So it’s 2008. In the midst of a conviction that I need a new snow thrower, I’ve been working on a new hypertext called preliminarily Brimmer and Death, which traces the relationship between Brimmer, a carpenter, and Death, a character based on Neil Gaiman’s Sandman DC comics universe.

This is not a new concept, elaborating on the character of Death in story. She’s appeared in numerous comics, from the Sandman series to spin offs, such as Death: The High Cost of Living, Death: The Time of Your Life, and others, such as Jill Thompson’s manga Death at Death’s Door. What complicates the project, is the fact that Death will be delivered inside the DC universe, which could include a variety of story elements, but Brimmer himself is the focus.
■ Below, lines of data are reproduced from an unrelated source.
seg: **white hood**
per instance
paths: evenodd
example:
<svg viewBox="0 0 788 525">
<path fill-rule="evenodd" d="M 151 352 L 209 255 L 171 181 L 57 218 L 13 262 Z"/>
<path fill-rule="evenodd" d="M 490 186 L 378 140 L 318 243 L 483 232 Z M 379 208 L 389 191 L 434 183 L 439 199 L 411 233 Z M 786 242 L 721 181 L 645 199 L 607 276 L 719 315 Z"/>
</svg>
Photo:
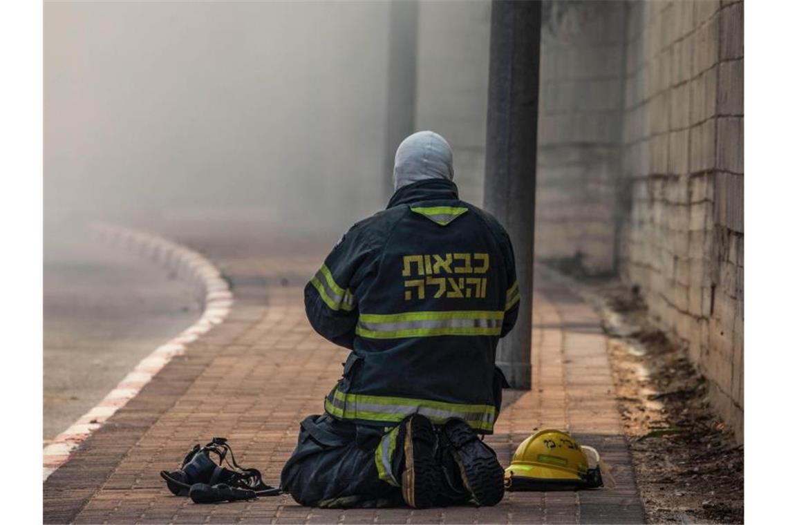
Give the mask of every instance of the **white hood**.
<svg viewBox="0 0 788 525">
<path fill-rule="evenodd" d="M 452 147 L 434 131 L 418 131 L 402 141 L 394 156 L 394 190 L 429 179 L 454 179 Z"/>
</svg>

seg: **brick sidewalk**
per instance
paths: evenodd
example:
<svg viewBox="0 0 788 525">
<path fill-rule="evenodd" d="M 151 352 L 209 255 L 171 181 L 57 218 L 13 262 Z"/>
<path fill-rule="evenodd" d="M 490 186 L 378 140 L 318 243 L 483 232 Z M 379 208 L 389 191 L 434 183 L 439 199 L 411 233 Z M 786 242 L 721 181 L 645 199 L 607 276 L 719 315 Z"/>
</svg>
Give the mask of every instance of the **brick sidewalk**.
<svg viewBox="0 0 788 525">
<path fill-rule="evenodd" d="M 505 391 L 508 404 L 486 442 L 507 465 L 535 428 L 568 428 L 611 465 L 614 490 L 507 493 L 493 508 L 422 511 L 307 508 L 288 496 L 216 505 L 173 497 L 158 471 L 175 468 L 194 443 L 216 435 L 229 439 L 239 463 L 277 483 L 299 422 L 322 412 L 347 355 L 314 334 L 303 312 L 302 283 L 320 263 L 314 247 L 288 251 L 272 240 L 268 250 L 258 249 L 277 256 L 263 257 L 192 246 L 232 281 L 236 302 L 229 316 L 173 359 L 49 478 L 46 523 L 643 522 L 598 320 L 542 272 L 534 296 L 533 390 Z"/>
</svg>

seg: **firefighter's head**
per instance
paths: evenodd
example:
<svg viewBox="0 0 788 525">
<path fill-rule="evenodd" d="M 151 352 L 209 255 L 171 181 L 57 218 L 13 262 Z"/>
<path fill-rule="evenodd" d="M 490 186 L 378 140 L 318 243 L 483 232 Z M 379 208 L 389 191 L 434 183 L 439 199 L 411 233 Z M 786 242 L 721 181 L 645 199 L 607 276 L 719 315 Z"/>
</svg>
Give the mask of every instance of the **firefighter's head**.
<svg viewBox="0 0 788 525">
<path fill-rule="evenodd" d="M 418 131 L 402 141 L 394 156 L 394 190 L 419 180 L 454 179 L 452 147 L 434 131 Z"/>
</svg>

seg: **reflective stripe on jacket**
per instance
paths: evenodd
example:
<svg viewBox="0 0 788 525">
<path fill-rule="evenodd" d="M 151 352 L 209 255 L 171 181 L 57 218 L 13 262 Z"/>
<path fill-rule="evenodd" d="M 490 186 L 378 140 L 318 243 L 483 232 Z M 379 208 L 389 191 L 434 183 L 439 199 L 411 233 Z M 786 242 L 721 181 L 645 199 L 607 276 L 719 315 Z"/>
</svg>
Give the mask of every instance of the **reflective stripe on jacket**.
<svg viewBox="0 0 788 525">
<path fill-rule="evenodd" d="M 414 412 L 492 431 L 505 383 L 498 339 L 517 319 L 511 243 L 448 180 L 406 186 L 354 225 L 307 285 L 307 315 L 351 349 L 325 398 L 343 420 L 391 426 Z"/>
</svg>

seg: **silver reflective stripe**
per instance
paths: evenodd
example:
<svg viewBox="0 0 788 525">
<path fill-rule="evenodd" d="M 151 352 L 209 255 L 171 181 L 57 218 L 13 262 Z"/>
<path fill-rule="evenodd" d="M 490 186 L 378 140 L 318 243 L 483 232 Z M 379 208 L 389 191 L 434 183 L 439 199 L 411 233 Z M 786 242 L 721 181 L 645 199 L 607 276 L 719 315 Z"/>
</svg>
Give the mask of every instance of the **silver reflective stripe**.
<svg viewBox="0 0 788 525">
<path fill-rule="evenodd" d="M 459 417 L 465 420 L 471 427 L 484 431 L 492 431 L 496 419 L 492 405 L 345 394 L 336 387 L 326 397 L 325 411 L 344 419 L 387 423 L 400 422 L 417 412 L 426 416 L 437 424 L 444 423 L 451 417 Z"/>
<path fill-rule="evenodd" d="M 500 319 L 424 319 L 396 323 L 371 323 L 359 320 L 359 327 L 371 331 L 396 331 L 418 328 L 496 328 Z"/>
</svg>

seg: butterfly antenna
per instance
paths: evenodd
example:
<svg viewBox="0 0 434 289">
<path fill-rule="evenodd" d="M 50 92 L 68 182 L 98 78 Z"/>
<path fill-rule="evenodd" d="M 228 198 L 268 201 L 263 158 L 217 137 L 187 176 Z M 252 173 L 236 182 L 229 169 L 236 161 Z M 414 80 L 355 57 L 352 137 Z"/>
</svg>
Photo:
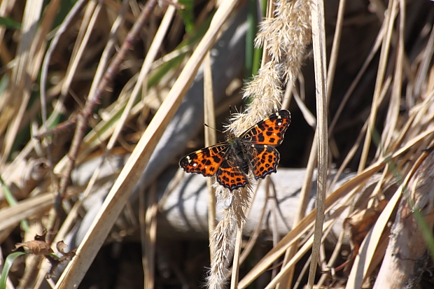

In the story he lives with death in her “realm” for a while and it’s interesting to try and figure out the nature of Death as a character with whom a mortal human could have a relationship (Morpheus can, why not Death?). Part of the concept from the storyline that develops draws from the “Men of Good Fortune” chapter of The Doll’s House in which Morpheus and Death provide for Robert “Hob” Gadling’s life to persist. Morpheus asks Hob to meet with him at the White Horse Tavern in a hundred years time, interested, primarily, as we are, in what happens “if.” In this chapter, while Chaucer discusses English versus French in the background, Hob says to a table-crowd: “The only reason people die, is because everyone does it. You all just go along with it. It’s rubbish, Death. It’s stupid. I don’t want nothing to do with it.” And so Hob resolves to live and his state through the centuries is treated throughout the Sandman series. Thus, the concept is set as are the thematic consequences of such a choice, and, of course, this sets the potential for interesting plot keys, such as Brimmer’s choice or desire to live, a chaining tension, how do the two unify, and what key closes Brimmer’s initial opening in the narrative.

brimmershot.jpg

Hob’s story begins in the 14th Century. Brimmer’s begins in the contemporary. Thus the majority of the hypertext takes place in the future with two important actions, though these will occur only in one out of 7 paths. I will be leaked in every path in some way that Brimmer rides life without dying in 7 settings. Every path may develop a separate and conclusive trail that, with slight variations, pushes Brimmer closer to the principle key.

Network Novels

I came to this by a variety of wefts, and it will be interesting to watch how things develop with Flight Paths.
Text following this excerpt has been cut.